Researchers presented their findings from two new trials at the American Diabetes Association (ADA) 2017 Scientific Sessions on June 12, 2017. The FDA also warned about this risk in a May 16, 2017 drug safety communication.

A number of individuals who took Invokana and then suffered from serious injuries have filed lawsuits against manufacturer Janssen Pharmaceuticals and its parent company Johnson & Johnson (J&J). On December 7, 2016, the U.S. Judicial Panel on Multidistrict Litigation (JPML) consolidated all federally filed cases into the District Court of New Jersey for pre-trial proceedings.

Studies Show Invokana Increases Risk of Leg and Foot Amputations

In May 2015, the FDA warned doctors and patients that Invokana had been linked to diabetic ketoacidosis (DKA), a serious condition in which the blood becomes too acidic. Complications include dehydration, coma, and in some instances, even death.
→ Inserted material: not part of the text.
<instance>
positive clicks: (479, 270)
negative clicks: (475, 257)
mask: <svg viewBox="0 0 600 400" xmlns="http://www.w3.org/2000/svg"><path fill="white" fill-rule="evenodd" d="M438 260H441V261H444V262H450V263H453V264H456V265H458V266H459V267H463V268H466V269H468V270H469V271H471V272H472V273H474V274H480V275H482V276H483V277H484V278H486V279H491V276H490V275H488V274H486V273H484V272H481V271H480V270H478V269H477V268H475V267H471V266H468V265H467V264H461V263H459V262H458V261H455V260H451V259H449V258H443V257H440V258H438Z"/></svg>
Now, two years later, the FDA has alerted doctors and patients of a new risk, stating that Invokana “causes an increased risk of leg and foot amputations.” The administration has required the manufacturers to update their label warnings. They based this latest change on the two clinical trials mentioned above, which are:

  1. CANVAS (Canagliflozin Cardiovascular Assessment Study); and
  2. CANVAS-R (A Study of the Effects of Canagliflozin on Renal Endpoints in Adult Participants with Type 2 Diabetes Mellitus)

The studies showed that Invokana reduced cardiovascular events by 14 percent, and cut the rate of renal decline by 40 percent, but at the same time, doubled the risk for lower-limb amputations. The cardiovascular results were similar to other studies showing benefits from SGLT2-inhibitors, like Invokana, but also revealed a significant rise in the risk for amputations. Most amputations that occurred were of the toe or metatarsal.

The FDA required the manufacturer of Invokana to add a boxed warning for this risk—the highest level of warning possible on a drug label. They also required manufacturers of similar drugs to add warnings regarding amputation risks to their labels.

“Prescribers and patients will need to balance the positive and negative events from the CANVAS trial in clinical decision-making,” lead author John Buse, M.D., told Medscape.

Studies Show Invokana Increases Risk of Leg and Foot Amputations

Patients taking Invokana have also struggled with other health issues, including urinary tract infections and kidney failure. The reports of side effects were so concerning that in their 2014 issue of QuarterWatch, the Institute for Safe Medication Practices (ISMP) questioned the drug’s safety: “Also, early signals for a new kind of diabetes drug, canagliflozin (INVOKANA) raise questions about whether enough is known about this agent to be assured that its benefits outweigh its risks.”